Lady Day at Emerson's Bar and Grill, Belvoir Street Theatre, State Theatre company of South Australia and Melbourne theatre company, Belvoir Street Theatre, 14 Sept-15 Oct (subsequently Melbourne Theatre company 19 Oct-2 Dec

 

Belvoir's production of this show introduces Zahra Newman as Billie Holiday with care - coming onstage in full light, the lights descend when she sings the first notes of "What a Little Moonlight Can Do", and she sings in silhouette. Vocally, the resemblance is uncanny, so when the lights come up, she IS Billie Holiday. And for the next hour and a half, she remains the living embodiment of Billie Holiday in one of her final performances, in a Philidelphia club 

The show features her singing 14 classic songs with a three-piece band and talking to the audience between songs, inevitably talking about her career, blighted by a traumatic upbringing, racist incidents while touring, and a fall into drug addiction and alcoholism.

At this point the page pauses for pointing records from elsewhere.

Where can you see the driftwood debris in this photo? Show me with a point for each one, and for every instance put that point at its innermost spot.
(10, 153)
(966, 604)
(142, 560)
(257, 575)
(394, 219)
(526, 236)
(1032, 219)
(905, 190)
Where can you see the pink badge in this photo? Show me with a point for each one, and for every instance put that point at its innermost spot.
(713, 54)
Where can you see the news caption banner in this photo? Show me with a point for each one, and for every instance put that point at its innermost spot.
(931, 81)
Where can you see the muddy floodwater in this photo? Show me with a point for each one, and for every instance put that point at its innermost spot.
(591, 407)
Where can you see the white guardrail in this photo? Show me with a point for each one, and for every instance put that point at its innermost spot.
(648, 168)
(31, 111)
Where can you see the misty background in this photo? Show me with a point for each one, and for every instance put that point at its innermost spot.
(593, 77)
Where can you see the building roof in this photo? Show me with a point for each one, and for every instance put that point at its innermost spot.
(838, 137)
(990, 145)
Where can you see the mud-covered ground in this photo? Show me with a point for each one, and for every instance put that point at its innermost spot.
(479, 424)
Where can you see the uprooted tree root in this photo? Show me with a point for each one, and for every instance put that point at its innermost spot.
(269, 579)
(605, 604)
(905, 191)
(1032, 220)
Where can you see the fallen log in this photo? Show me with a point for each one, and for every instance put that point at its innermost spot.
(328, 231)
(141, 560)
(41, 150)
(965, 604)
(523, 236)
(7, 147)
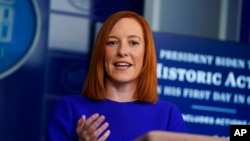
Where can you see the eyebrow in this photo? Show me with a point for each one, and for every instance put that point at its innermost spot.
(130, 36)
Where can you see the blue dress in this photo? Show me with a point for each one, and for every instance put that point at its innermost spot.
(127, 120)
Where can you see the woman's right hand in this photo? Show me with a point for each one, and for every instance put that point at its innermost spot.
(93, 128)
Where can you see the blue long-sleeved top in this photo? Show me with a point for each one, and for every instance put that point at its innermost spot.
(127, 120)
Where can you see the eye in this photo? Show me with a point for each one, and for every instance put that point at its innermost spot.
(134, 43)
(112, 43)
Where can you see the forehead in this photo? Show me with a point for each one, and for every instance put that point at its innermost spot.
(127, 26)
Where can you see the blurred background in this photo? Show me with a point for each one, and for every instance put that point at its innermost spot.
(45, 47)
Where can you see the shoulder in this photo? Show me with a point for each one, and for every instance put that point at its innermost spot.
(166, 105)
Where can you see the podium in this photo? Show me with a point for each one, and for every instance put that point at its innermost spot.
(172, 136)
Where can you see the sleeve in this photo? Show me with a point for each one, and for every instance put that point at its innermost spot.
(176, 122)
(60, 127)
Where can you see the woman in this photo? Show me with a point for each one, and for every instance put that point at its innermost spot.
(119, 100)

It's a gripping performance, something that could easily become awkward or banal like any other biomusical, but in Newman's hands it's thrilling, lively, emotionally intense and a powerful production. 

The role is a tour-de-force, but a highly challenging one. First, recapture one of the great voices of the 20th century. Then have the acting chops to tell her story, with only the occasional interruption or redirection from Kym Pulling's bandleader, in a style that suggests the emotional turmoil yet comes across with crystal-clear clarity. Newman is a thrilling presence on the high-wire, handling Lainie Robertson's challenging script with skill and power - seemingly loose and chaotic, but at the same time clear as a bell and insightful and making every emotion register. 

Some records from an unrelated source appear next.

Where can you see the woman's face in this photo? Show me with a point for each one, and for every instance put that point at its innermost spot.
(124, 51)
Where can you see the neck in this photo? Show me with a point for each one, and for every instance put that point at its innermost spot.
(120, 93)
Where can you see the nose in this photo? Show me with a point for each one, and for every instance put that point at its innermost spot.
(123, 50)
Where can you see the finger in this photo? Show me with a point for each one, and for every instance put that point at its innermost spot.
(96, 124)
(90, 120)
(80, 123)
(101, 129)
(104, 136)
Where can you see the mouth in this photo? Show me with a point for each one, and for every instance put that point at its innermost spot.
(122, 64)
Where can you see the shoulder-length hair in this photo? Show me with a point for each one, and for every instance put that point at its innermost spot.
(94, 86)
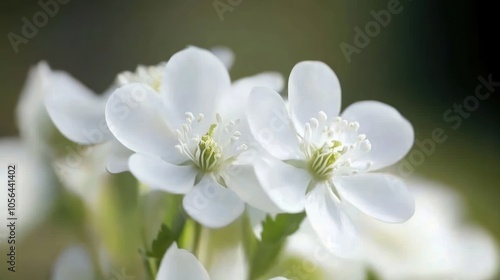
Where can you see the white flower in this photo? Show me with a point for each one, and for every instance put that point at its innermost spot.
(180, 264)
(190, 134)
(304, 257)
(436, 243)
(34, 180)
(33, 187)
(78, 113)
(320, 161)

Kym Pulling's band is tight and sounds great throughout, and the combination of Alisa Peterson's beautiful set and Govin Ruben's lighting gives the event a great sense of period style - immersing us in the sense of time-traveling back to the late 50s in an intimate club environment (even down the lampshades hovering over the auditorium). It's a beautiful production that deserves to be widely seen.